El 21 de enero Nicolás Petro, hijo del presidente, escribió en Twitter: “En el corregimiento de La Playa, Barranquilla, instalamos el segundo comité de defensa del Gobierno Nacional. Junto a la ciudadanía seguimos trabajando con líderes y lideresas por la transformación”. Al leerlo, uno se pregunta algunas cosas: ¿qué significa ahí la palabra “defensa”, que en un contexto de calle —pues en la foto que lo acompaña vemos al joven Petro arengando a un grupo de ciudadanos que están sentados al aire libre— suena a proceder belicoso? ¿Defender al Gobierno de qué? ¿De los que discrepan de sus ideas? ¿Cuáles serían las funciones de esos comités? Porque implícitamente se anuncian más. ¿Este es el segundo de cuántos? ¿Y qué se requiere para pertenecer a ellos? ¿Reciben algo a cambio?
En un país donde las llamadas “autodefensas” han sembrado el terror, causando las más crueles masacres, la palabra “defensa” —a menos que se refiera a funciones de la milicia, de abogados en estrados judiciales o a “defensa propia”— produce un cierto estremecimiento. Sobre todo en este momento, en el que el tuit de Nicolás Petro puede relacionarse con la invitación que hizo el presidente a “las fuerzas del Gobierno del cambio” a “discutir en las calles las reformas que se avecinan…” el 14 de febrero. Una fecha nada gratuita, porque ya había sido escogida por la oposición para hacer su propia marcha. Con toda la razón las reacciones de muchos frente a esa convocatoria del Gobierno han sido de asombro y rechazo, pues la posibilidad de enfrentamiento violento es altamente probable.
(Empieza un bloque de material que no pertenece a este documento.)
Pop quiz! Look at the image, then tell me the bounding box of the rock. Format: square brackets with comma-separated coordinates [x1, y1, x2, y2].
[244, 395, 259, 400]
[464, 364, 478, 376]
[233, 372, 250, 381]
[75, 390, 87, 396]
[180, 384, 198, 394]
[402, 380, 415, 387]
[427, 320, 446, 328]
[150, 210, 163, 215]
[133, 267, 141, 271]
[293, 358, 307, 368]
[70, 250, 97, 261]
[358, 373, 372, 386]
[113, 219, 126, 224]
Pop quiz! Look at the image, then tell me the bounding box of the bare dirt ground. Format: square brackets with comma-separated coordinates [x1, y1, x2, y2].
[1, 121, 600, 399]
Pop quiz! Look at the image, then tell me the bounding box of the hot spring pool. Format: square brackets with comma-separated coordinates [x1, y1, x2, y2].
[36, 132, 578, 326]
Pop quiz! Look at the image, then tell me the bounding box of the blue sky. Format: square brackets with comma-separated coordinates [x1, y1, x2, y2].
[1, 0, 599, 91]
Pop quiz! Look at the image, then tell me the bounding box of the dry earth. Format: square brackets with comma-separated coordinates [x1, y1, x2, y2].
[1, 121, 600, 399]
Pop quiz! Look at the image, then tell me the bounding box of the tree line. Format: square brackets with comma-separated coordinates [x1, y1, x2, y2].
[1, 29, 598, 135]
Es posible que las marchas de la oposición sean apresuradas, ya que no se conocen todavía los contenidos de las reformas. Y además sabemos que han sido atizadas por la verborrea de algunos energúmenos, y de incendiarios como Miguel Polo Polo, que habla de “levantarse contra este gobierno”. Pero, de modo increíble, mientras la belicosa derecha esta vez parece sensata y está pensando en cambiar la fecha de su marcha, evitando caer en la provocación, Gustavo Petro y el Pacto Histórico han optado por la vía del enfrentamiento.
Pero el problema de fondo es mucho mayor, y lo sintetizaron bien Ramiro Bejarano y Humberto de la Calle, dos demócratas que son también abogados prestigiosos. Para Bejarano, hacer plebiscitos en la calle “es propio de las dictaduras, es lo que llamaban en la época de Uribe el Estado de opinión”. Para De la Calle, “cambiar la reflexión de temas complejos por la estadística de la algarabía en las calles es un retroceso democrático”. Ese es el quid del asunto. Olvida el presidente Petro que “el pueblo” ha votado por unos políticos —buenos y malos— para que lo representen. Y que en una democracia es básicamente en el Congreso donde se toman las decisiones políticas. Hasta donde yo sé, no hay democracias directas. Infortunadamente la alcaldesa se ha contagiado de este afán de plebiscitos populares y ahora invita a la ciudadanía a firmar una carta contra una polémica propuesta del ministro de Justicia. Aunque su causa crea simpatías y su convocatoria parezca menos pendenciera, es también populista, y, como la de Petro, busca réditos políticos. Los dos, cada uno a su manera, proponen, queriendo o sin querer, un camino de desinstitucionalización.